PHOTO: Alexandria Villasenor (right) sits next to Greta Thunberg in New York, in front of the United Nations Headquarters.
By Manpreet Kaur,
14-year-old Alexandra Villasenor is an activist and organizer who has taken it upon herself to focus on direct change to combat climate change.
Villasenor came to California to visit family around the time of the Paradise fires. The air quality index was over 300 and she was sent back to New York due to her asthma.
“I was really upset and angry. All my family was there and I was worried about them,” Villasenor said.
As she worried, she researched and found devastating statistics about climate change. Villasenor knew that she had to make a difference.
“I was empowered by watching Greta Thunberg’s speech about climate change,” Villasenor said.
#FridaysforFuture is a movement inspired by Thunberg’s beckoning for change using school strikes. Thungberg encourages strikes in front of city halls, hoping for a difference.
According to FridaysforFuture.org, 131 countries and 1,851 cities participated in strikes on May 24. There will be over 2,400 events taking place from Sept. 20 to Sept. 27, during which millions of students will walk out of their classes and fight for change.
Villasenor has been participating in the movement for the past 40 weeks and looks forward to their biggest expected strike on Sept. 20. “Climate organizing has taken over my life,” Villasenor said.

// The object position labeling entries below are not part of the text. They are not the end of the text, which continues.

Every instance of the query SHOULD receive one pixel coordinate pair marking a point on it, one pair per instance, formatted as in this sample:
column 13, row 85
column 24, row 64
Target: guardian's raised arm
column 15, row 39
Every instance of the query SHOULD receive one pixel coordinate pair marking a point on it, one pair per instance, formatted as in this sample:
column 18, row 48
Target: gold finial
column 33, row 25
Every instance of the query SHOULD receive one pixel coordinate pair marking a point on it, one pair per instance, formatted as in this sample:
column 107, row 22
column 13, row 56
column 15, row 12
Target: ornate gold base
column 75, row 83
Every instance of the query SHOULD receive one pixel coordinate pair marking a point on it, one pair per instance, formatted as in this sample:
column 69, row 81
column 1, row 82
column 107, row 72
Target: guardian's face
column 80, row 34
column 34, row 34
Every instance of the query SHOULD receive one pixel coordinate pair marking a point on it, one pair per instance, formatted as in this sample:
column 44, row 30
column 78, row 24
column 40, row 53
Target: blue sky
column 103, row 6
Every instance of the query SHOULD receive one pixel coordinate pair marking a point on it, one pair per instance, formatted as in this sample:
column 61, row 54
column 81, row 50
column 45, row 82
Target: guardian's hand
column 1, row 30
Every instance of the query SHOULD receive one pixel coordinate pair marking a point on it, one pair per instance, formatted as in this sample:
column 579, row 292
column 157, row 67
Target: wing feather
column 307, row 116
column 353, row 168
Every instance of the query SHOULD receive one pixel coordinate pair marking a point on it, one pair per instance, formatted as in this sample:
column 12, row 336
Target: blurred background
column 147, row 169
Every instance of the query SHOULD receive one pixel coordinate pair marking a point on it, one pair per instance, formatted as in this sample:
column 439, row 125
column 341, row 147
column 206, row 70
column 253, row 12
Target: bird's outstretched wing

The strike on Sept. 20 is three days before the climate summit in New York, and Villasenor hopes to be heard. “We won’t have to focus on climate because we would have solved the crisis,” Villasenor said, and that is exactly what she hopes to accomplish.

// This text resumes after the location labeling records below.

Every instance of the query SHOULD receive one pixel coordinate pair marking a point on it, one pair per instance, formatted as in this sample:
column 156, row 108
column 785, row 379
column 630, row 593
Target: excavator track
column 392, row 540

At a young age, Villasenor knew she needed to make a difference. “I felt the need to stand up for those around me,” Villasenor said.
She knows that not everyone has the privilege of having the time for action. “I want to take direct action for the countries that can’t strike because they are struggling to survive,” Villasenor said.
Villasenor is the founder of a nonprofit organization called Earth Uprising. This organization is committed to educating students about the science behind climate change and most importantly, how to become an activist.
The curriculum is said to be available online for teachers by the end of this year. “So many students are getting involved in activism, it’s important to have protests that are tipping points,” Villasenor said.
Villasenor has led many strikes and hopes to accomplish more.
“Climate change has taken over my life. I don’t really make time for other things, it’s climate first,” Villasenor said.